Parents say children are coming home from school ‘starving’ because pupils are not being given enough time to queue and eat lunch in their break
- Parents at Co-op Academy in Manchester say kids are coming home ‘starving’
- Pupils are missing dinner because the canteen is so busy claim parents
- Children are returning home ‘lightheaded’ and ‘exhausted’ according to parents
Pupils at a secondary school are missing dinner because the canteen is so busy, parents claim.
Parents at Co-op Academy in Higher Blackley say that their children are coming home ‘starving’ as there is not got enough time to eat lunch.
Pupils are being made to queue for too long, and eat within lunch breaks that are too short which means that they are going homes with bellies ‘rumbling’, claim parents.
The school says that following consultation with parents dinner-time has been extended to 40 minutes, from 30 minutes, to give children more time to eat.
They added that wait times can often be longer at the start of a school year as new pupils settle in.
Charlotte Lockwood, who has a daughter in year eight, said: ‘Sometimes she’s been getting her dinner, but then they are telling her she’s not got enough time to eat it.
‘Sometimes she’s not even bothering to queue up because she knows there isn’t enough time.
‘As soon as she gets home she’s starving. It needs to be a lot more organised. A lot of parents are saying the same thing.
‘Some parents can’t afford to feed their kids at home, so this is the only meal they’re getting.’
Pupils at a north Manchester secondary school are missing dinner because the canteen is so busy, parents claim
Becky Andrews, whose son is in year ten, said: ‘He’s coming home from school absolutely exhausted.
‘He’s lightheaded, because he’s had nothing to eat. I don’t know how they expect kids to concentrate without eating.’
Jo, the parent of a year nine pupil said: ‘They haven’t got enough time to their dinner because the queues are so long. This week my son’s just been having water for his dinner.
‘He’s coming home starving. He comes home and he just crashes out. He says he feels light-headed. It’s just not on.
‘How does the school expect kids to concentrate and do their work when their bellies are rumbling?’
Several parents have also been raising concerns on a local Facebook page, one wrote: ‘None of my boys have had lunch since they went back.

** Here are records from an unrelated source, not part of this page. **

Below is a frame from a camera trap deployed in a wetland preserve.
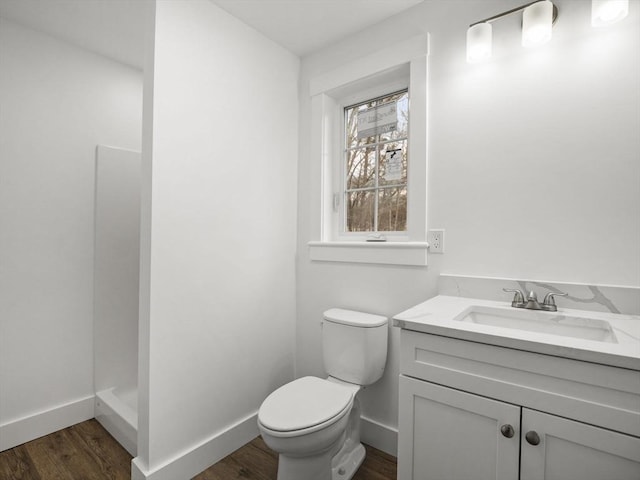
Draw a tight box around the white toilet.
[258,308,388,480]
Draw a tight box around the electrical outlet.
[427,230,444,253]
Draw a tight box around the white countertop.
[393,295,640,371]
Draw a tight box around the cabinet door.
[520,408,640,480]
[398,375,520,480]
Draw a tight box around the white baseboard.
[95,388,138,457]
[360,417,398,457]
[0,395,94,451]
[131,412,259,480]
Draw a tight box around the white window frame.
[338,86,411,242]
[308,35,428,266]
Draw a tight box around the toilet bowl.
[258,308,388,480]
[258,377,364,480]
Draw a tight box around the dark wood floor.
[0,420,396,480]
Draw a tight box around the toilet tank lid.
[324,308,389,328]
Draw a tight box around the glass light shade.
[467,23,492,63]
[591,0,629,27]
[522,0,553,48]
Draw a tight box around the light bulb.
[591,0,629,27]
[522,0,553,48]
[467,23,492,63]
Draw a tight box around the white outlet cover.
[427,229,444,253]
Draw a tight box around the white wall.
[134,0,299,478]
[93,145,140,398]
[0,19,142,448]
[296,0,640,450]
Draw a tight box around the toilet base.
[331,443,366,480]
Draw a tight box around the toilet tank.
[322,308,389,385]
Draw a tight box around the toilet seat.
[258,377,355,436]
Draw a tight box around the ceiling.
[0,0,423,68]
[211,0,423,57]
[0,0,145,68]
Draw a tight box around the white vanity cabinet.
[397,330,640,480]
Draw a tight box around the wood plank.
[69,419,131,480]
[0,446,44,480]
[0,419,396,480]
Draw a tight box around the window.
[342,89,409,232]
[303,35,428,266]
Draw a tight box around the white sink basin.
[453,305,618,343]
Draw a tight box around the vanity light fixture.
[467,0,560,63]
[591,0,629,27]
[467,22,493,63]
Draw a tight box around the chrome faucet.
[502,288,568,312]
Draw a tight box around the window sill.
[308,242,429,267]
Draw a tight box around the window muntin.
[343,89,409,233]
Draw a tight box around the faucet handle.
[542,292,569,312]
[502,288,525,307]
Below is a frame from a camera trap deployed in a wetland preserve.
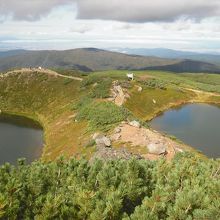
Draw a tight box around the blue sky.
[0,0,220,52]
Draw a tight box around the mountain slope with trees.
[0,154,220,220]
[0,48,220,73]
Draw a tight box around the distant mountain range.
[0,48,220,73]
[114,48,220,66]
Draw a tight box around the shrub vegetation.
[0,154,220,220]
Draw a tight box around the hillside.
[0,69,220,220]
[117,48,220,66]
[0,69,220,160]
[0,48,220,73]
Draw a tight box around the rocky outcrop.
[129,121,141,128]
[147,143,167,155]
[93,134,111,147]
[109,81,130,106]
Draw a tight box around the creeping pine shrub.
[141,79,167,90]
[0,154,220,220]
[91,78,112,98]
[76,98,130,130]
[81,74,112,98]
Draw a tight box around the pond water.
[0,114,43,165]
[150,104,220,158]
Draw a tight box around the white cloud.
[0,0,220,22]
[77,0,220,22]
[0,0,73,21]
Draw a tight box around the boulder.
[111,133,121,141]
[129,121,141,128]
[147,143,166,155]
[95,135,111,147]
[114,127,121,134]
[138,86,143,92]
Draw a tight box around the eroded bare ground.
[111,122,186,160]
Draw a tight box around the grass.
[76,98,130,131]
[0,70,220,160]
[125,88,191,120]
[0,73,89,159]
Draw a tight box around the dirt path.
[111,123,186,160]
[0,68,83,81]
[183,87,220,97]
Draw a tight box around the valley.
[0,69,220,160]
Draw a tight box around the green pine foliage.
[72,97,131,131]
[0,154,220,220]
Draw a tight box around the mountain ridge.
[0,48,220,73]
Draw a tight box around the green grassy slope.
[0,70,220,159]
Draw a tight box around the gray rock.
[129,121,141,128]
[95,136,111,147]
[147,143,166,155]
[92,133,103,140]
[114,127,121,134]
[138,86,143,92]
[111,133,121,141]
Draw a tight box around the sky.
[0,0,220,53]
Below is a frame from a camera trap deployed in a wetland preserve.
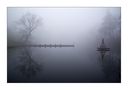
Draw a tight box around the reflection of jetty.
[97,39,110,60]
[8,44,75,48]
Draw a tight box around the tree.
[17,13,42,43]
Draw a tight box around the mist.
[7,7,121,82]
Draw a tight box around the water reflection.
[99,54,121,82]
[16,47,42,78]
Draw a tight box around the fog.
[7,7,121,82]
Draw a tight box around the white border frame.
[0,0,128,90]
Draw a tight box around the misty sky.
[7,8,121,81]
[8,8,120,44]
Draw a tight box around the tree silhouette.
[17,13,42,43]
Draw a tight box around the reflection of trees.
[99,11,121,81]
[17,48,42,77]
[100,55,121,82]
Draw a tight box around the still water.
[8,43,108,82]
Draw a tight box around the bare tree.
[17,13,42,43]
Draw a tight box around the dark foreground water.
[7,47,120,82]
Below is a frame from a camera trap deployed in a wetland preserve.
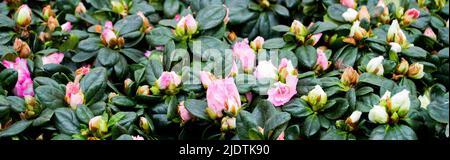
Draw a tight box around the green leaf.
[80,67,107,106]
[303,114,320,137]
[402,46,428,58]
[197,5,227,30]
[333,45,358,67]
[163,0,180,17]
[281,98,314,118]
[35,85,66,109]
[356,86,373,96]
[184,99,209,120]
[284,125,300,140]
[97,47,119,67]
[369,125,417,140]
[327,4,347,22]
[78,38,100,52]
[6,96,26,113]
[0,120,32,138]
[145,59,163,85]
[0,69,18,89]
[236,110,257,140]
[33,108,55,127]
[111,96,136,108]
[120,48,144,63]
[108,112,125,128]
[272,4,289,17]
[114,15,142,36]
[252,100,278,127]
[166,96,179,119]
[72,51,98,63]
[325,98,349,119]
[0,14,16,28]
[75,105,94,124]
[320,128,347,140]
[272,25,290,32]
[116,134,133,140]
[309,21,338,34]
[295,46,317,69]
[427,92,449,123]
[263,38,286,49]
[236,74,256,94]
[55,108,80,135]
[145,27,174,45]
[264,112,291,139]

Queues too long and not enough time, by the time they get to the front their dinner is over.’
Parents at Co-op Academy in Higher Blackley say that their children are coming home ‘starving’ (stock image)
In a statement Co-op Academy said: ‘At Co-op Academy Manchester we are acutely aware of our responsibility to our students and their welfare.
‘We take their access to food really seriously, which is why after a consultation with parents last year, we extended our lunch times to 40 minutes at the beginning of this academic year.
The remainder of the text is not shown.